Au XVè siècle, la société du Vietnam est stable, l’agriculture est rétablie et développée, l’industrie et le commerce connaissent de nouveaux progrès. La doctrine confucéenne devient idéologie orthodoxe. La formation des talents par la voie de concours littéraires et l’étude des livres classiques font partie de ce siècle. Le Code pénal national encore appelé le code Hong Duc, est élaboré, reflétant fidèlement la situation politique, économique et sociale du Vietnam à ce moment-là.
Au XVè siècle, la dynastie Le se détériore. En 1527, Mac Dang Dung renverse le roi Le, et établit le règne des Mac à Thang Long (Hanoi). La famille Trinh mobilise une résistance contre les Mac. En 1592, les forces de Trinh s’emparent de Thang Long ; le roi Le s’empare de nouveau du trône, mais, en réalité, tous les pouvoirs sont détenus par les seigneurs Trinh.
Dans le Sud, les seigneurs Nguyen ont élargi leur territoire jusqu’au delta du Mékong et entreprennent en même temps une guerre contre la famille Trinh. La guerre des seigneurs de Trinh-Nguyen dura de 1627 à 1772.
C’est l’époque où le Vietnam connaît beaucoup de grandes perturbations tant politiques que socio-économiques. Depuis la fin du XVIè siècle, le pays avait établi des liens commerciaux avec les pays occidentaux comme le Portugal, l’Espagne, les Pays-Bas, la Grande-Bretagne, la France. Le catholicisme commençait à se propager au Vietnam à cette époque.
L’économie et la production de marchandises se développaient, et ainsi, bon nombre de centres urbains s’épanouissaient. À Dang Ngoai (nord) il y avait Thang Long, Pho Hien et à Dang Trong (sud), il y avait Hoi An, Thanh Ha, et Nuoc Man.
Le règne Tay Son
En 1771, trois frères Nguyen Nhac, Nguyen Hue, Nguyen Lu dirigent l’insurrection Tay Son et renversent la domination de la dynastie Nguyen.

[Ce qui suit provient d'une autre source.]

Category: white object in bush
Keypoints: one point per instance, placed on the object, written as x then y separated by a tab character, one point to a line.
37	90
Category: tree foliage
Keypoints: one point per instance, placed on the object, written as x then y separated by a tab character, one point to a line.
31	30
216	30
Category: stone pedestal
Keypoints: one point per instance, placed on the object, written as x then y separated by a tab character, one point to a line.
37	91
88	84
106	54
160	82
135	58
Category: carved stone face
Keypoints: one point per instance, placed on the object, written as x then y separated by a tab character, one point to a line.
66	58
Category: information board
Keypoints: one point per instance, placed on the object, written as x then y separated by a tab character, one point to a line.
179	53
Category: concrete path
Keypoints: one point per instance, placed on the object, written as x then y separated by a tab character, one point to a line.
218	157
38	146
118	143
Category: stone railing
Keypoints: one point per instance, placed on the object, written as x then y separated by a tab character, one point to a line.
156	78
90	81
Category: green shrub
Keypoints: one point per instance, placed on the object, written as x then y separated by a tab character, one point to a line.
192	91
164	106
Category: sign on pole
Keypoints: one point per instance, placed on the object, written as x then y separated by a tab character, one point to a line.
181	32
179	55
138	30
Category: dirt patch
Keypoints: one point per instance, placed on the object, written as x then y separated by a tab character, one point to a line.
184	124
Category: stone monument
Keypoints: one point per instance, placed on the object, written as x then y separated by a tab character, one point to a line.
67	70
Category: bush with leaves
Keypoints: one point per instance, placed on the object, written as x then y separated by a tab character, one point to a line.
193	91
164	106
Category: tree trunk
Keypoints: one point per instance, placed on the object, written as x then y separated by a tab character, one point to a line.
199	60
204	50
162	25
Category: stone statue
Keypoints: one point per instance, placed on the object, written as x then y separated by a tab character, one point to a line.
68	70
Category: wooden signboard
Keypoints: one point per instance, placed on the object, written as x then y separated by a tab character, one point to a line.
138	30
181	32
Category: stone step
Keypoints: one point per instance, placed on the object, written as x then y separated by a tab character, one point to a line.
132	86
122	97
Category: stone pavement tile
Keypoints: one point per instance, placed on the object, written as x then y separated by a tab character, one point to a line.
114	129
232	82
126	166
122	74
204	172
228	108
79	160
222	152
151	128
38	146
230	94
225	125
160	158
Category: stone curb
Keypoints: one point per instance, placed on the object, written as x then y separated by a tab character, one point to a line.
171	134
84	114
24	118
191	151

Au début de 1785, après avoir battu les troupes de Siam (Thai) à Rach Gam – Xoai Mut (sur le fleuve My Tho), les forces Tay Son avancent vers le nord et anéantissent les seigneurs Trinh. Le dernier roi de la dynastie Le, Le Chieu Thong se réfugie en Chine, et fait appel à la dynastie chinoise des Qin pour renvoyer des troupes au Vietnam.
En 1788, Nguyen Hue monte sur le trône à Phu Xuan (Hue). Puis il mène ses troupes vers le Nord à Thang Long pour battre victorieusement 290 000 soldats chinois en janvier 1789.
Quang Trung Nguyen Hue, premier empereur de la souveraineté Tay Son, entreprend la mise en place d’un certain nombre de politiques avancées en matière d’agriculture et d’éducation. En 1792, Quang Trung meurt tandis que Nguyen Anh, avec l’assistance des Français, retourne dans le delta du Mékong pour mener la guerre contre les troupes de Tay Son. En 1802, Tay Son est battu ; Nguyen Anh se rend maître de Phu Xuan (Hue) et fonde la dynastie Nguyen.
La dynastie Nguyen
Nguyen Anh se proclame empereur du Vietnam en 1802, sous le nom de Gia Long, initiant le règne Nguyen (1802-1945).
Les premiers rois de la dynastie Nguyen comme Gia Long, Minh Mang unifient le pays et contrôlent un territoire plus large par rapport à celui des règnes précédents. La dynastie Nguyen réalise bien la politique de défrichement pour la mise en place de fermes et le développement hydraulique. Au niveau de la politique extérieure, les rois Minh Mang et Thieu Tri envoient sur les mers des navires marchands pour commercer avec la France, la Grande-Bretagne, l’Indonésie et l’Inde, etc…
Les rois Nguyen commandent la rédaction de livres sur l’histoire et la géographie nationales, impriment plusieurs collections de livres importants, significatifs pour la culture nationale. Le Confucianisme occupe une position dominante et constitue un appui pour l’idéologie conservatrice des Nguyen. La dynastie Nguyen impose une politique de «portes fermées» bloquant l’accès aux ports, et au commerce, et, renonçant aux délégations diplomatiques venues établir des relations avec le Vietnam.
Domination française
En 1857, le gouvernement français approuva la décision de conquérir le Vietnam. Cependant, compte tenu de la résistance des patriotes vietnamiens, il fallut 30 ans aux colonialistes français pour instaurer leur domination sur l’ensemble du territoire vietnamien (1887).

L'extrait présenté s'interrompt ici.